The experiment had more than 2,400 participants, with 1,286 in a treatment group receiving help setting up a primary care appointment. Another 1,142 participants served as a control group, and did not receive the same help. Everyone in the program had a household income no greater than twice the federal poverty line. The program reached people by partnering with community-based groups, using mailings and social media, and buying television and print media ads.

The effect of the program was rapid. In its first three months, 57 percent of people in the treatment group visited a primary care physician, while just 16 percent of people in the control group did the same. Those in the treatment group saw a savings of just over $195 in emergency-visit costs (when not admitted), which rose to over $477 for the higher-risk patients.

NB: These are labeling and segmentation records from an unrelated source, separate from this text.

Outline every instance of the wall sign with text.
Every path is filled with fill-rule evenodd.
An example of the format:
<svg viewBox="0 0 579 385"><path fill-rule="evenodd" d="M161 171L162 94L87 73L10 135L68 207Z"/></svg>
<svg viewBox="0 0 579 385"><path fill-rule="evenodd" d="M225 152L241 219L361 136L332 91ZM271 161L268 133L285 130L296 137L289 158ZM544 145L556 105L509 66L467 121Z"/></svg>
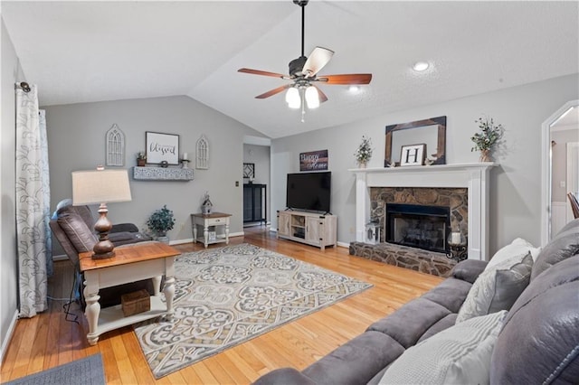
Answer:
<svg viewBox="0 0 579 385"><path fill-rule="evenodd" d="M327 150L299 154L299 171L327 170Z"/></svg>
<svg viewBox="0 0 579 385"><path fill-rule="evenodd" d="M179 136L147 131L147 163L160 164L166 161L169 164L179 164Z"/></svg>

Federal law requires emergency departments to not turn away patients.

Overall, there was a 33.8 percentage point increase in diabetes screenings and a 45.4 percentage point increase in blood pressure screenings for those in the treatment group — which, other research shows, leads to a 12 percent mortality reduction. The researchers used hospital data and surveys to measure these outcomes.

The program did this without extending health insurance to anyone. Most visits had a $15 co-pay; many of New York City’s public health institutions scale costs to the patient’s ability to pay. The aim of the program was to see what difference it would make, insurance aside, to help nudge people to see a doctor in the first place.

“I thought there was a decent chance this program wouldn’t have much of an impact,” Gruber says. “The fact we could find such a big effect … was surprising to me and I think it illustrates the nonfinancial barriers people are facing to get the care they need, and the role of management [in that].”

Because New York City has an extensive public health network, the researchers note in the paper, the same type of program might not be possible in some other places. And the aggregate health of participants in any such future program might be different, meaning the size of the drop in emergency care use might vary. 

Separately, as the authors note in the paper, extending formal health insurance to undocumented immigrants “remains politically untenable” for the most part. On the other hand, jurisdictions might examine if other approaches increase care while, in this case, lowering emergency room traffic.

“There’s this tendency with health care to think that if you give people health insurance, you’re done,” Gruber says. “This study is saying the right system combines insurance as financial protection with other kinds of [tools].” He adds: “There is just huge potential to use data and science to get people to where they need to be in terms of getting the most efficient care.”

The institutional review boards in New York City’s Department of Health and Mental Hygiene and the National Bureau of Economic Research approved the research protocol. The trial was publicly archived at clinicaltrials.gov. The pilot program was supported by the Robin Hood Foundation, the Rockefeller Foundation, and the Altman Foundation. Sabety received research funding from the National Science Foundation.